Over Here: 17 - Carpe Rutabagum!
...The market is where I learned an essential part of eventually being a truly rare adult male, thus attractive in obvious and distinct ways to distaff counterparts. Exhibit One: I could trim, clean, or otherwise prepare any item of fruit or vegetable known to civilized man...
Ron Pataky continues his entertaining autobiography.
It occurred to my conniving mind one day that possibilities might exist in the impressive pile of empty wooden crates always collected near the market's back door. There, generally gathered, were perhaps 50-60 crates on a huge open section of concrete flooring — four and five crates high, and well over twenty feet wide. It was as if God, in whom I fervently believed even then, had decided to seek some richly-deserved recognition for Himself.
Examining what appeared to be a kind of theoretical opening, I carefully probed the area on the blind side of the pile - that side facing a door no one ever used except to deliver merchandise (and then, only following the warning roar of a heavy truck parking near the door). Suddenly, I spotted it. The Lord, desperate to please a young boy, had clearly revealed what surely had to be a miraculous "entrance" of sorts. I crawled carefully inside, quietly pushing crates to the left and right, and finally came across a veritable pharaoh's garden therein, replete with more-than-ample natural wattage from the huge glass skylight perhaps 25-feet above! God had provided the opportunity, and I thankfully seized the moment. Carpe diem! Carpe Rutabagum! It was all so simple.

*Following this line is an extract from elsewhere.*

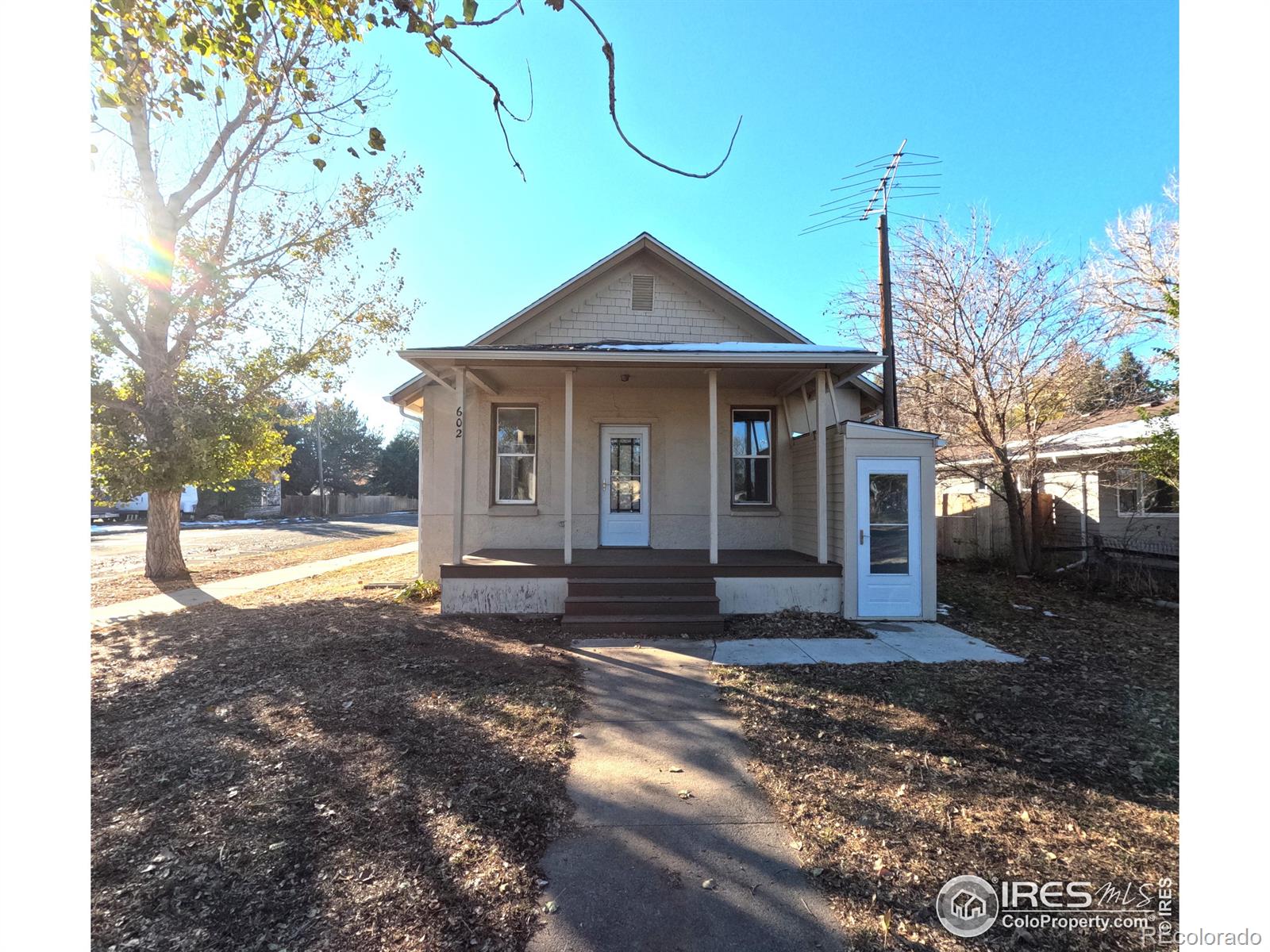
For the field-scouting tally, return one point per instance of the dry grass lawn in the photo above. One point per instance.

For literal weeks thereafter, my idea of being "dependable" was that each and every day of the work-week, my co-workers — and the boss — could absolutely depend on the fact that I would be gone for an hour or two during the day. I didn't have a watch or anything - just a knack bordering on genius when it came to awareness of temporal existence. Somehow, I always knew about where the big hand was. It was that damned little hand that got me into trouble early on. After I had defeated them fairly and squarely, however, I doubt that any of them ever again even bothered to wonder where I was. Or how long I would be gone. Thoroughly beaten, they seemed secure at that point to merely know that I would be back. Sometime. My eventual return to the selling floor was generally greeted thereafter with a casual (though unsmiling), "Ronnie, we could use some more celery up here."
Here again, I was "dependable" in the extreme, hastening to quickly provide the needed celery, tomatoes, walnuts, or whatever, with a smile that was no longer toothless, eyes that were no longer crossed, and a countenance bordering on Himalayan priesthood. What a kid!
The market is where I learned an essential part of eventually being a truly rare adult male, thus attractive in obvious and distinct ways to distaff counterparts. Exhibit One: I could trim, clean, or otherwise prepare any item of fruit or vegetable known to civilized man. I did it swiftly. I did it cleanly. I did it correctly. Moreover, I cleaned up_ afterwards. Had there been a national cleaning and trimming contest later on in life, I certainly would not be the anonymous chunk I am today. Nossir! Instead, I would be known as Le Champion du Trim, with my name familiar, perhaps even revered, throughout the whole of the world (and very possibly beyond!).
It was there in the market that I also learned (Exhibit Two) just about everything there was to know concerning fruits, vegetables, nuts, canned goods of the day, counting money, tying aprons in the back, instinctively sensing a pound of green beans even before I weighed them (older female customers would be knocked over by my unique gift), the difference between "Cling" and "Freestone," how to identify every apple and cherry variety then known to botanists and-or simians, how to un-jam a manual cash register, and the awesome staining capacity of walnut husks. (I also learned that corn silk could be dried and smoked, in a pipe or rolled in paper. Of course, I had no first-hand knowledge, but it was among the rumors of the day! I also understood that a kid could smoke either tea leaves or the dry grounds of the coffee bean. Here again, my knowledge was all second-hand. Finally, I heard that tea stays lit better, but that most kids prefer the taste of burning coffee. I, of course, had no personal knowledge as to whether or not this might be the case!).